Like most teens, Javed (Viveik Kalra) struggles to define himself and find his own voice. This is more challenging for him than for his schoolmates in the working-class borough of Luton, England, in 1987, when, prefiguring the present day in the U.S. and U.K., the rising tides of Thatcherism and British nationalism polarized the nation.

The anarchic voices in the classroom are worlds away from the Punjabi-inflected English spoken at home by his parents, immigrants from Pakistan. Whipsawed between the punk rebellion of his classmates and his father’s insistence that he study medicine, Javed can’t hear himself think, let alone his voice.

When a mate presses a decade-old Bruce Springsteen cassette on Javed, he is electrified. Hearing The Boss find his voice moves Javed to articulate his own. You can’t start a fire without a spark, sang Springsteen in “Dancing in the Dark.” That spark of Springsteen’s ignites a conflagration under Javed in “Blinded by the Light,” Gurinder Chadha’s buoyant and blissful film based on the memoir of journalist Sarfraz Manzoor.

Watching the teenage Javed become his own man is the best time I’ve had at the movies this year.

Chadha, best known for her feverishly enjoyable soccer-gals movie, Bend it Like Beckham” (2002), and the charming Jane Austen musical update “Bride and Prejudice” (2004), is a Kenya-born, Britain-raised artist of Punjabi descent. Her best movies focus on characters’ multiple cultural identities, characters that negotiate original, best-of-both-worlds definitions of who they are. In view of today’s bruising issues of nationalism and immigration, these movies are deeply healing.

Yet the revelation here is how the director (who also produced and co-wrote) finds film language to show how music gives wings to the mind and flight to the imagination. When Javed listens to Springsteen, the lyrics (literally) dance around him onscreen, fueling his transformation from class nerd to its poet laureate, from awkward teen to confident romantic, self-assured enough to ask Eliza (Nell Williams), the smart punkette in English class, for a date.

Chadha has a great eye for actors (she did, after all, effectively discover Keira Knightley and Archie Panjabi). And while there is every reason to see the film for the charismatic performances of Kalra and Williams, the joy of the film is not in their individual turns, but in how, in a time of political factionalism, music unifies them and their community.

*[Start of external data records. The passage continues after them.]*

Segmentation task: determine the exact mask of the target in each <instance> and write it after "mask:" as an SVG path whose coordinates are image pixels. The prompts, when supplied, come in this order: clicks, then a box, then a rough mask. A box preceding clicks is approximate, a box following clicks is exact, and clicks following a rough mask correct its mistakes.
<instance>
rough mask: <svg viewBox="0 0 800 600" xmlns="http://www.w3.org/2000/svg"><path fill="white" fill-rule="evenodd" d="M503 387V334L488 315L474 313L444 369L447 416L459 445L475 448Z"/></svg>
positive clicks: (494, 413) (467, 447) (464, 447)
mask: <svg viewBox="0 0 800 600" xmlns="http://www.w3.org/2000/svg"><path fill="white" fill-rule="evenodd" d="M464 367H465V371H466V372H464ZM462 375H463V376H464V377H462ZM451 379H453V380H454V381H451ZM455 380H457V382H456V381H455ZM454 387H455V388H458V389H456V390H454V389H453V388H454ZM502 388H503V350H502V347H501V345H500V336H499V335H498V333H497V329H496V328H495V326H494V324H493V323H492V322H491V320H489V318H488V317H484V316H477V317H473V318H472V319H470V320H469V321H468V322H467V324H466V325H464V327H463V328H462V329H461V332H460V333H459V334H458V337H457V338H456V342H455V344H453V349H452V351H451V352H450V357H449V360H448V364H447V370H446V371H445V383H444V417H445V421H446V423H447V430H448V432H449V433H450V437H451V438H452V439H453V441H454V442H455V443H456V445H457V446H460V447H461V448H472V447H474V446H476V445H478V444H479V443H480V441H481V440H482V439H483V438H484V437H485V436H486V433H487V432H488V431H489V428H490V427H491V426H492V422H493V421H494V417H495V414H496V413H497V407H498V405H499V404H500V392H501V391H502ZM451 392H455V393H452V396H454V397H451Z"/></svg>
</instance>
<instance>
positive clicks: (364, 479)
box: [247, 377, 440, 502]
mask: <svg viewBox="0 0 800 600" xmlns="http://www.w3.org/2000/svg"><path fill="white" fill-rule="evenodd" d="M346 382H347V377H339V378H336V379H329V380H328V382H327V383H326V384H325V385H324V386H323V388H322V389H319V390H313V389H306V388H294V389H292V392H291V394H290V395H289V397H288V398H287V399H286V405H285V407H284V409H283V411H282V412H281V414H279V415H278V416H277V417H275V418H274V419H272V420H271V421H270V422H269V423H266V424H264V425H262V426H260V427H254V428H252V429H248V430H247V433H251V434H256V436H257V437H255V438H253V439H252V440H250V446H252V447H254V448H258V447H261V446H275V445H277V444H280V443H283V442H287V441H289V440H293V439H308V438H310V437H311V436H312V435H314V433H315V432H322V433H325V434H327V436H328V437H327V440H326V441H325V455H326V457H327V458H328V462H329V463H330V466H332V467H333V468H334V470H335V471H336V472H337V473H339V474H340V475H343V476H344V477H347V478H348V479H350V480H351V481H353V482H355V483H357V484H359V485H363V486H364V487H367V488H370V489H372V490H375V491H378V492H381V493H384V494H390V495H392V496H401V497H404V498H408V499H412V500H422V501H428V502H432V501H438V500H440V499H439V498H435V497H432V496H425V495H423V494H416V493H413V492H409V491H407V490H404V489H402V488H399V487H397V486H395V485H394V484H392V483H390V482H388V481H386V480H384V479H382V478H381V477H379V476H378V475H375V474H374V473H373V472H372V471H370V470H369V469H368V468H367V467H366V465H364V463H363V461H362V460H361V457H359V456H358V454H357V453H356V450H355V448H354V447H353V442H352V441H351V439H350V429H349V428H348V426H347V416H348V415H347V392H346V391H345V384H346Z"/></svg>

In the current era of jukebox musicals—think “Bohemian Rhapsody” and “Rocketman”—Chadha is on to something original with “Blinded by the Light.” Namely, that rather than making a film about the life of a musical artist, the best way to tell a biopic is to make it about the artist’s legacy and influence on listeners.

The takeaway of “Blinded by the Light” is that by connecting with Springsteen’s stories of the inner lives of real people, Javed is able to find himself as a man, a writer and a human capable of forgiveness and love. In Springsteen’s music, Chadha and her protagonist find the means of putting poetry with the reach of the man (and woman) on the street.

P.S. One of Chadha’s lesser known films, “What’s Cooking?” (2000), is a lovely story of four separate Thanksgiving dinners in Los Angeles ethnic communities that dovetail in a startling way. See it somehow.